Le train oscilla de gauche à droite de façon un peu brutale, et on entendit les personnes de l’assemblée laisser échapper quelques cris de surprise. Manifestation d’une humanité que Grace ne leur attribuait déjà plus. Lorsque les wagons se stabilisèrent le Passager approfondit la perversion de sa stratégie dominatrice.

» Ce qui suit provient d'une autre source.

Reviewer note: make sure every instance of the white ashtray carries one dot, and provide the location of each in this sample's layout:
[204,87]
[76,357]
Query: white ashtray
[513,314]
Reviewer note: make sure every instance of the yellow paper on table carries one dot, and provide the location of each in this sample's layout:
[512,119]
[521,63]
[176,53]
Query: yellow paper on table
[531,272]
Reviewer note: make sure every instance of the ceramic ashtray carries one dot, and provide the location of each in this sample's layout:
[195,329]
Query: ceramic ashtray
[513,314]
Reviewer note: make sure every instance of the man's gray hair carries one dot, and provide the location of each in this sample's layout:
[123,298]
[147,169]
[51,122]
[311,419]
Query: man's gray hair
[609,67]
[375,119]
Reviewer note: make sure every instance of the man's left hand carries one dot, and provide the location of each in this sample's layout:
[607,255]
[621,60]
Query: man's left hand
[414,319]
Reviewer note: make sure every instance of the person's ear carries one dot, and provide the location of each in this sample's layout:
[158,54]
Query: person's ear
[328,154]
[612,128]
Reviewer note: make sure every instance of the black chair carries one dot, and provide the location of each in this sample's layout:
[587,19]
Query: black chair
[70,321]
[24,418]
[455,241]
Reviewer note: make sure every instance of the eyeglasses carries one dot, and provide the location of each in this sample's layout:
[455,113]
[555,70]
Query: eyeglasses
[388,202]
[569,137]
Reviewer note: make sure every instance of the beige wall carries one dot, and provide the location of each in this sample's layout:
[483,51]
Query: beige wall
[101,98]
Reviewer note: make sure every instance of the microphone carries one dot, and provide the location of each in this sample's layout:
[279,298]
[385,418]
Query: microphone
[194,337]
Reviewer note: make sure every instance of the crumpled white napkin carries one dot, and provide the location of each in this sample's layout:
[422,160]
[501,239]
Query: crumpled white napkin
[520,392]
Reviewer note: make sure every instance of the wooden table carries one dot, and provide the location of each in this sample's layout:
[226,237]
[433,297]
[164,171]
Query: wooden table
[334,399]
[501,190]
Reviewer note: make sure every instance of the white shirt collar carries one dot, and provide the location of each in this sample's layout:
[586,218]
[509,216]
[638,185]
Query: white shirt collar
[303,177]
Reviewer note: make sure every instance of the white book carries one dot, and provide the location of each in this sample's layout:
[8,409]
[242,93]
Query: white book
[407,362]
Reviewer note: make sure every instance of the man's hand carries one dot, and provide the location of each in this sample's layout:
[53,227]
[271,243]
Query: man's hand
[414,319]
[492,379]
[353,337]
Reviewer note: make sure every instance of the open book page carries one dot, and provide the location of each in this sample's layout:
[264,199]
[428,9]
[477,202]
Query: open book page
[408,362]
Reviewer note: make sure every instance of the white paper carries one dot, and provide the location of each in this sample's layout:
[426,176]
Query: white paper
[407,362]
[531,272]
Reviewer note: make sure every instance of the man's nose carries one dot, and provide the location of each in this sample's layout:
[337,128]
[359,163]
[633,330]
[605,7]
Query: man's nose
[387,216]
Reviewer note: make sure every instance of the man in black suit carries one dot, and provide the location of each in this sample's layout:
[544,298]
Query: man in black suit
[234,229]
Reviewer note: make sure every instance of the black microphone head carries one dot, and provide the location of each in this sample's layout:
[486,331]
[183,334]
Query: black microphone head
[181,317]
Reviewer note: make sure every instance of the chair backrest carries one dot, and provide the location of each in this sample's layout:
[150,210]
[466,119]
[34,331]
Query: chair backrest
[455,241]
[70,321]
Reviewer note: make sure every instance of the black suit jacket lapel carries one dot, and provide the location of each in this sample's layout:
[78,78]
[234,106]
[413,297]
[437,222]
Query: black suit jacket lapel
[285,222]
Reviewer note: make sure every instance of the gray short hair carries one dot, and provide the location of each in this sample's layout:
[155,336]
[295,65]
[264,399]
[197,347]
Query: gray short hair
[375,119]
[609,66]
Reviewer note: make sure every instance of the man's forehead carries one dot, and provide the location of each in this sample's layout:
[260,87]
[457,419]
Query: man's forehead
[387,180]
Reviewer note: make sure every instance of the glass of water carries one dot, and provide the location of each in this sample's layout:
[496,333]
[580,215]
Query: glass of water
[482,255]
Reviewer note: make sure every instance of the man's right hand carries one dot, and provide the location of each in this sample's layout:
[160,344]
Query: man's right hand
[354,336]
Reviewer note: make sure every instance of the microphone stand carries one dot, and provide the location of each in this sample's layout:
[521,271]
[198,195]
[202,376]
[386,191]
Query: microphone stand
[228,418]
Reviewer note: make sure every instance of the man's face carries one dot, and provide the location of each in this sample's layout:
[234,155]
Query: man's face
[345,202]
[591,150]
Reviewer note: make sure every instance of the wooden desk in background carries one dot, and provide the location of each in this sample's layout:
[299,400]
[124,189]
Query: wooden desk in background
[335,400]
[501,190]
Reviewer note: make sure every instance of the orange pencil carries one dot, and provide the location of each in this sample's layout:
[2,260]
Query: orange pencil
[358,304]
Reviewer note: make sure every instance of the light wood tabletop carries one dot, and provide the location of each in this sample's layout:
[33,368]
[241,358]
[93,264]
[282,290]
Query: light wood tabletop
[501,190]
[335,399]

— Pour faire de la peur une pensée quotidienne, il faut recentrer toute l’attention des citoyens sur les menaces globales qui pèsent sur la Terre et donc sur leur vie : menaces écologique, sanitaire, économique, technologique, financière, diplomatique. Et je dis bien « menaces », et surtout pas « défis » ou « projets ». Le choix sémantique est crucial. Je m’adresse tout particulièrement à nos amis des médias ici présents. Il faut de la panique, de la terreur, du désespoir. L’effet loupe sur le moindre drame doit fonctionner à plein comme si c’était une généralité. Surtout, aucun recul, aucune perspective pour comparer ou analyser. Jetez les gens dans l’urgence, ne les laissez pas sortir la tête de l’eau. Il faut accabler, démoraliser, décourager, désorienter, désolidariser, désunir les individus et, par-dessus tout, les isoler ! Si vous faites bien votre travail, ils ne voudront même plus se parler. Et c’est le plus important. Parce que s’ils commencent à se rassembler pour débattre, confronter leurs points de vue, ils vont réfléchir, évoluer, la connaissance va s’affiner et, une nouvelle fois, ils risqueraient de se révolter. C’est bien clair ?

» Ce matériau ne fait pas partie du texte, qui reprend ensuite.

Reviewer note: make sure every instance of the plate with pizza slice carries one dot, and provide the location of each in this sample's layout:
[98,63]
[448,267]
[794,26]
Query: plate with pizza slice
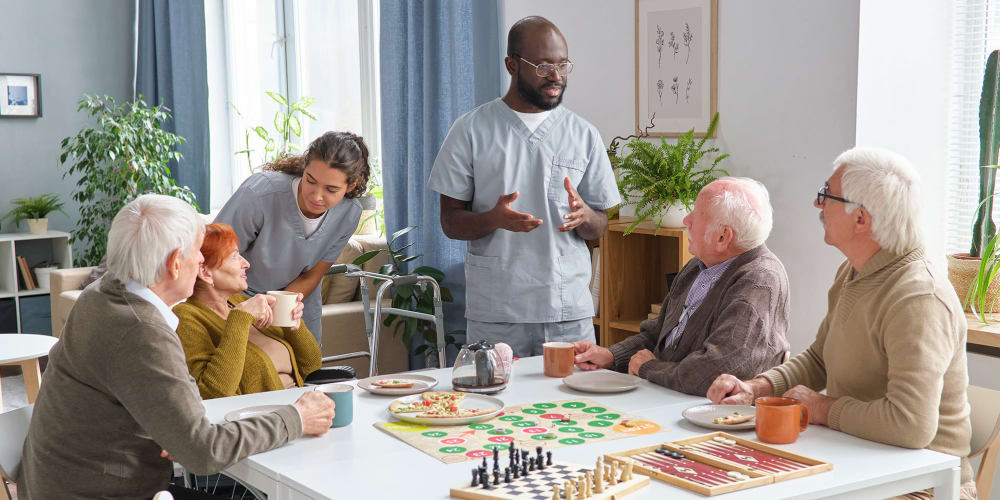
[399,384]
[445,408]
[727,417]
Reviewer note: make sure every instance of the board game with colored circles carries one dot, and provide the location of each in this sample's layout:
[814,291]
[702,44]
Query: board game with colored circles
[551,425]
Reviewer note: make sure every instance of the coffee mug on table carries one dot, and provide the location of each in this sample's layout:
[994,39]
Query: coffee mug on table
[283,304]
[557,358]
[343,399]
[780,420]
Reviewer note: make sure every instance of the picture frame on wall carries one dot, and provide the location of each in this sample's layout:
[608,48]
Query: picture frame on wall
[676,66]
[20,95]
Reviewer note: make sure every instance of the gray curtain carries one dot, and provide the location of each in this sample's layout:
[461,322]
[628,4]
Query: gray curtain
[440,59]
[171,69]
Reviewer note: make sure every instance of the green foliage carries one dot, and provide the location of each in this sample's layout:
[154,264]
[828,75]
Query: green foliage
[38,207]
[124,155]
[989,142]
[287,132]
[665,174]
[417,297]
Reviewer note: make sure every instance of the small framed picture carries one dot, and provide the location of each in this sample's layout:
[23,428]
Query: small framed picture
[20,95]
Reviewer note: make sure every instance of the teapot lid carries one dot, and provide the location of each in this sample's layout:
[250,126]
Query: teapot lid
[481,345]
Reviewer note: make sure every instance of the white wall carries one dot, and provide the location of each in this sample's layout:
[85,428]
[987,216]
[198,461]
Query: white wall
[787,100]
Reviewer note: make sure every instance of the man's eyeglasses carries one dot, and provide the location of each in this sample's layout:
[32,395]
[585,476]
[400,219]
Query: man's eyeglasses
[824,194]
[545,69]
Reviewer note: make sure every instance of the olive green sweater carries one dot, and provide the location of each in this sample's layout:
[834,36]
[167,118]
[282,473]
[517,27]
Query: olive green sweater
[225,363]
[891,351]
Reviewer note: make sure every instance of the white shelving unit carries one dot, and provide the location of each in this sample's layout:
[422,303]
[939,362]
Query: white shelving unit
[53,247]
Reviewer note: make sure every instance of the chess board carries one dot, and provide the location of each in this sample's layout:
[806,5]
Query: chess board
[538,486]
[524,426]
[718,462]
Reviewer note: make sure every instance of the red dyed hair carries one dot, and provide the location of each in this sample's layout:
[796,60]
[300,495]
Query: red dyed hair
[220,241]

Quelques personnes parurent acquiescer.
— Évidemment, des voix discordantes vont tenter de s’élever contre nos agissements. Certaines seront informées, avisées, sensées et pesées. Ce seront les plus préjudiciables à nos causes, et votre rôle de médias sera bien sûr de les faire taire. La méthode la plus efficace pour les anéantir est de les faire passer pour de dangereux dissidents ou des fantaisistes déconnectés du réel. En jouant la confusion, l’amalgame, on parviendra à discréditer tout ce qui ne suivra pas notre discours officiel. La moindre personne proposant une vision différente de la nôtre ne sera plus considérée comme un lanceur d’alerte salvateur, mais comme un illuminé qui met en péril la vie d’autrui. En avançant petit à petit, on fera assimiler la pensée libre au terrorisme. C’est ainsi que l’on pourra justifier la censure sur nos réseaux. Et quand on fermera les comptes ou les pages de ces fameux dissidents, les gens applaudiront et se réjouiront qu’on fasse taire un nouvel ennemi de la Vérité et du Bien. Le temps que les individus prennent conscience qu’un jour viendra leur tour d’être censurés et qu’ils se trouveront eux-mêmes condamnés par leurs anciens soutiens, il sera trop tard, nous aurons mis en place le cadre juridique qui les empêchera de revenir en arrière. Et le beau principe de la démocratie où l’on se battait pour la liberté de parole glissera vers notre gouvernance chérie de la tyrannie douce. J’ai bien dit « douce », n’est-ce pas. Les gens doivent croire qu’ils sont encore en démocratie pour ne pas sortir de leur torpeur. C’est là toute la subtilité de notre approche.